Auditing Gender Analyzers on Text Data

AI models have become extremely popular and accessible to the general public. However, they are continuously under the scanner due to their demonstrable biases toward various sections of the society like people of color and non-binary people. In this study, we audit three existing gender analyzers -- uClassify, Readable and HackerFactor, for biases against non-binary individuals. These tools are designed to predict only the cisgender binary labels, which leads to discrimination against non-binary members of the society.
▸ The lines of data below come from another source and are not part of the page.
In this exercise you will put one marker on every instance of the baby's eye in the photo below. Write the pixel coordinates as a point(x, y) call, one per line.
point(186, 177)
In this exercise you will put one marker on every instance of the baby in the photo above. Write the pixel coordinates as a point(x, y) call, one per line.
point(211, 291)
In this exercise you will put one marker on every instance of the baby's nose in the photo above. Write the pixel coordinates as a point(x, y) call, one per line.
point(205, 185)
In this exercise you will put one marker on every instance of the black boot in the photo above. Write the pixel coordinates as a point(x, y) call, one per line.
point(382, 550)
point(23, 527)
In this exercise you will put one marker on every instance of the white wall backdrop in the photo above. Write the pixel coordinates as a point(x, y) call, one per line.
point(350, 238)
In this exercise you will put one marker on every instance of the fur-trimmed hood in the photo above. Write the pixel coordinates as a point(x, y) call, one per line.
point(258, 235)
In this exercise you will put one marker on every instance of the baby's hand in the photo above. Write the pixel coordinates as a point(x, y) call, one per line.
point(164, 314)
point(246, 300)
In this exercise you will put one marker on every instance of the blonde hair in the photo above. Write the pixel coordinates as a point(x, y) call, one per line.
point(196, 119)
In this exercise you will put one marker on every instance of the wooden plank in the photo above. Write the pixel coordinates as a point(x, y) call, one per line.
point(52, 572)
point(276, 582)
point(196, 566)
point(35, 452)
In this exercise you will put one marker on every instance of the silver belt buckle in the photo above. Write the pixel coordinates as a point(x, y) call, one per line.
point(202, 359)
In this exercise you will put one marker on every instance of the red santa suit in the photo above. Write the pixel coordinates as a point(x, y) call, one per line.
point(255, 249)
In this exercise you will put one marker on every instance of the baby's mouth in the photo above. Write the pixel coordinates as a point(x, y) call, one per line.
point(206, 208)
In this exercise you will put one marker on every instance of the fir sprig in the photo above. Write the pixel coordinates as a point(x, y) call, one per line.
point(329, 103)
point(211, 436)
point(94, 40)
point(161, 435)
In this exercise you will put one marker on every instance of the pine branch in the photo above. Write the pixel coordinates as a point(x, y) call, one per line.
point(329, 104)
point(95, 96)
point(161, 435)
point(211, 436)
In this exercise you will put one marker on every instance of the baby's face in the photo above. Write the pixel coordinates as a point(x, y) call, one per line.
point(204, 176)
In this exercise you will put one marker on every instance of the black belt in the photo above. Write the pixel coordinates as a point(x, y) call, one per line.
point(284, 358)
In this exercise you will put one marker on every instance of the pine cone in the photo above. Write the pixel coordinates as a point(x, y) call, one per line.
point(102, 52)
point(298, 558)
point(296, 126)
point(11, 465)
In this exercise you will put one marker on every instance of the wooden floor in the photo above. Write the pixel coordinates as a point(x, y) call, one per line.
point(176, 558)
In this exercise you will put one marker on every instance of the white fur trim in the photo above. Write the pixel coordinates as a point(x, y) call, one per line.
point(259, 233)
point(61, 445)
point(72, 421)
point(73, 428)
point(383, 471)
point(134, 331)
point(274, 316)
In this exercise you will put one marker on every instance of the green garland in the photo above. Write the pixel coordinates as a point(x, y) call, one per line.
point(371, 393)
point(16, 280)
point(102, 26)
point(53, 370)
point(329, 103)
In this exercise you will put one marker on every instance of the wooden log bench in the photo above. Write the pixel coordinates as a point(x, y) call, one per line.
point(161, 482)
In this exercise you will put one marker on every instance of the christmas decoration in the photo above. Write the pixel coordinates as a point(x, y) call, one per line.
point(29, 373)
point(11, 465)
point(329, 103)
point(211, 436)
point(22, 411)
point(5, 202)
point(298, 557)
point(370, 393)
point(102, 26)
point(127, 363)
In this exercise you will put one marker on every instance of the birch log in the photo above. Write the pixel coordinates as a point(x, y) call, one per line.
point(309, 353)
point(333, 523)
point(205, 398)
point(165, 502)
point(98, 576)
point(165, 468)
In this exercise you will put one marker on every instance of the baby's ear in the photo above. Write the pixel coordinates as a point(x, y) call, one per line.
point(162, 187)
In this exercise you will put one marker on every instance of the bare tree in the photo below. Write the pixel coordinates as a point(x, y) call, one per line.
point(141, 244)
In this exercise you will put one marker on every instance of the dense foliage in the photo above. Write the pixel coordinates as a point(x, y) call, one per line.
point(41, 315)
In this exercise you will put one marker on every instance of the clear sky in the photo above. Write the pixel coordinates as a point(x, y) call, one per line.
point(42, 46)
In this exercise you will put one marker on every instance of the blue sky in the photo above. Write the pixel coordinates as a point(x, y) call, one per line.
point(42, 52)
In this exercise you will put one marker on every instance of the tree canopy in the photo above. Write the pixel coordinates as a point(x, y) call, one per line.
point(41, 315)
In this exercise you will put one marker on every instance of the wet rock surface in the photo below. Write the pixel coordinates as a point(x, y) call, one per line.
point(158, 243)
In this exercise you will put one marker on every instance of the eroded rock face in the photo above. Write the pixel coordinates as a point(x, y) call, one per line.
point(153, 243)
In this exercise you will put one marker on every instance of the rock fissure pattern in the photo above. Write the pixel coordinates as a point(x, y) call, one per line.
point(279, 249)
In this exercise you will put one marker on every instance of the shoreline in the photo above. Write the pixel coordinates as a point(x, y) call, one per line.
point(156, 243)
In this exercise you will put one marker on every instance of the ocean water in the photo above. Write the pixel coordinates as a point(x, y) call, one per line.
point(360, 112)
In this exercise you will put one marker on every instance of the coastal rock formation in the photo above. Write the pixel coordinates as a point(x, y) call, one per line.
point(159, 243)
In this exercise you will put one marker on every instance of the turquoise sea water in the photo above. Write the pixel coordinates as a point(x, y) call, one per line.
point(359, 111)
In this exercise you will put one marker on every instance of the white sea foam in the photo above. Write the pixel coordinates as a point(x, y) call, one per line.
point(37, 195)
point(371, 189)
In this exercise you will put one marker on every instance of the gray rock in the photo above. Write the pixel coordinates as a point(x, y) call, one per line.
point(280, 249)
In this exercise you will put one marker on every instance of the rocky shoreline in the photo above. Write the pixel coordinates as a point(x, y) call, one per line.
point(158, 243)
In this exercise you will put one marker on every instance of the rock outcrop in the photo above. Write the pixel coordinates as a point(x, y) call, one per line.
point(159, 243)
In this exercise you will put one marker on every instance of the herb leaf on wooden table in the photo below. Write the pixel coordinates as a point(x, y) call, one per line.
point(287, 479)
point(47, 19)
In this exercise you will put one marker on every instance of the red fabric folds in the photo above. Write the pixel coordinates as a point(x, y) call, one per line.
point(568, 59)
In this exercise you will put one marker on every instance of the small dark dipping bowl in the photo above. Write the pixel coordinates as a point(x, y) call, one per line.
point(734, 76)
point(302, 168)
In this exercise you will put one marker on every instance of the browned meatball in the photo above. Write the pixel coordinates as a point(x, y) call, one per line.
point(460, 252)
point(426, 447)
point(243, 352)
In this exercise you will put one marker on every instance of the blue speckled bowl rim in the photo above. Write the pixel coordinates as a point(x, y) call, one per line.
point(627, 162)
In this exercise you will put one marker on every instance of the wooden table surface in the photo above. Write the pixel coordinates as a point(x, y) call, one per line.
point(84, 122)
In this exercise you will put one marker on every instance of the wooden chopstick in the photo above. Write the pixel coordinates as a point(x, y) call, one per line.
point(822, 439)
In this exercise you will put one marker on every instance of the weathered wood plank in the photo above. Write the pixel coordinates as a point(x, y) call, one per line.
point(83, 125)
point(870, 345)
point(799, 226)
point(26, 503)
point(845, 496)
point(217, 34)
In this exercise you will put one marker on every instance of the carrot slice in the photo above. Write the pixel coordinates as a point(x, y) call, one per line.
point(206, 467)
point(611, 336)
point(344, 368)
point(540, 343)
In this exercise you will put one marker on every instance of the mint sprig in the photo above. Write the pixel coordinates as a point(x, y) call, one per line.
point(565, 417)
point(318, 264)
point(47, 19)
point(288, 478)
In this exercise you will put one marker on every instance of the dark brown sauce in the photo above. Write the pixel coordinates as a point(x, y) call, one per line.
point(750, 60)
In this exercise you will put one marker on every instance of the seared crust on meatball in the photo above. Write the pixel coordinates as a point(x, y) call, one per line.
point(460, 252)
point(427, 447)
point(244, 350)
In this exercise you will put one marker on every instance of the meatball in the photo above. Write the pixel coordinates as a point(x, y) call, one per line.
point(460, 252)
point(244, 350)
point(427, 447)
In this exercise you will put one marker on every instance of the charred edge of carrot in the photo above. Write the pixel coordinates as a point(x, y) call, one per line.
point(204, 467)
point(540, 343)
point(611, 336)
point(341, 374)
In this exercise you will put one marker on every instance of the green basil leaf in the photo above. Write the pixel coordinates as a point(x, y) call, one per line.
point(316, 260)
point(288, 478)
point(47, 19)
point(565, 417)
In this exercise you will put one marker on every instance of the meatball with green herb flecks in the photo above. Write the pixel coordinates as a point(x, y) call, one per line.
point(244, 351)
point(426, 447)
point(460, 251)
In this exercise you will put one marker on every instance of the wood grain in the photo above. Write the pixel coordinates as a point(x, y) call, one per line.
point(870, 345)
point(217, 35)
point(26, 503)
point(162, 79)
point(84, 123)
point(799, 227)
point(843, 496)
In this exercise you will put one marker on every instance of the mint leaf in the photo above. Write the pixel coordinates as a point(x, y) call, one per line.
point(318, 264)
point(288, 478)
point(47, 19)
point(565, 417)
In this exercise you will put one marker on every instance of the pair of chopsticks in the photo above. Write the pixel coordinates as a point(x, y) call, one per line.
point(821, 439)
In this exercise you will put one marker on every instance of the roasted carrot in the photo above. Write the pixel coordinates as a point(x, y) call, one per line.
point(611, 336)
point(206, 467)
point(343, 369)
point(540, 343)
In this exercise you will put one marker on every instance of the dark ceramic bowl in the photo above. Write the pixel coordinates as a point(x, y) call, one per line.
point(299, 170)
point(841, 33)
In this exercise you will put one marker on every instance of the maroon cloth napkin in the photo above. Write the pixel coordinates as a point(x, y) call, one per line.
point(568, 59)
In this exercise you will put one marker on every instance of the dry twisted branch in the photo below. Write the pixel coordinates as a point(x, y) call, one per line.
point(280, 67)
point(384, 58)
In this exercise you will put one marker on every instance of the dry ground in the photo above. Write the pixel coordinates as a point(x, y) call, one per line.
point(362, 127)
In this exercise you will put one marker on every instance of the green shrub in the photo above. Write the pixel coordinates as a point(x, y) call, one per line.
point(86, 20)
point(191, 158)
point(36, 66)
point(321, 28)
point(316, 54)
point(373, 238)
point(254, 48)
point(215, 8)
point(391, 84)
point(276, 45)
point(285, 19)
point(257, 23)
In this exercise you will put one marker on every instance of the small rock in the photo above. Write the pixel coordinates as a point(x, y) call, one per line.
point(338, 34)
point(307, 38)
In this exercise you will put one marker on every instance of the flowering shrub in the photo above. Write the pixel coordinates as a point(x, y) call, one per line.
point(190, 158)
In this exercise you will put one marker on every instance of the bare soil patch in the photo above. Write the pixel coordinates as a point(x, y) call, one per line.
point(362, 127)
We curate two datasets -- Reddit comments (660k) and, Tumblr posts (2.05M) and our experimental evaluation shows that the tools are highly inaccurate with the overall accuracy being ~50% on all platforms. Predictions for non-binary comments on all platforms are mostly female, thus propagating the societal bias that non-binary individuals are effeminate. To address this, we fine-tune a BERT multi-label classifier on the two datasets in multiple combinations, observe an overall performance of ~77% on the most realistically deployable setting and a surprisingly higher performance of 90% for the non-binary class. We also audit ChatGPT using zero-shot prompts on a small dataset (due to high pricing) and observe an average accuracy of 58% for Reddit and Tumblr combined (with overall better results for Reddit). Thus, we show that existing systems, including highly advanced ones like ChatGPT are biased, and need better audits and moderation and, that such societal biases can be addressed and alleviated through simple off-the-shelf models like BERT trained on more gender inclusive datasets.

翻译：人工智能模型已变得极为流行且易于公众获取。然而，由于其对有色人种、非二元性别者等社会群体存在明显偏见，这些模型持续受到审视。本研究对三种现有性别分析工具——uClassify、Readable和HackerFactor——针对非二元性别个体的偏见进行了审计。这些工具仅设计用于预测顺性别二元标签，导致对社会中非二元性别成员的歧视。我们整理了两个数据集——Reddit评论（66万条）和Tumblr帖子（205万条）——实验评估表明，这些工具在所有平台上的整体准确率均约为50%，表现出高度不准确性。所有平台上非二元性别评论的预测结果大多为女性，从而传播了非二元性别个体具有女性化特质的社会偏见。为解决此问题，我们在两个数据集上以多种组合方式微调了BERT多标签分类器，在最接近实际部署场景下观察到约77%的整体性能，而针对非二元性别类别则意外获得高达90%的性能。我们还通过零样本提示在少量数据集上（因定价高昂）对ChatGPT进行了审计，观察到Reddit和Tumblr综合平均准确率为58%（Reddit整体表现更优）。由此证明，包括ChatGPT这类高度先进系统在内的现有模型均存在偏见，亟需更完善的审计与调控，而此类社会偏见可通过诸如基于更具性别包容性数据集训练的BERT等现成模型得到缓解与消除。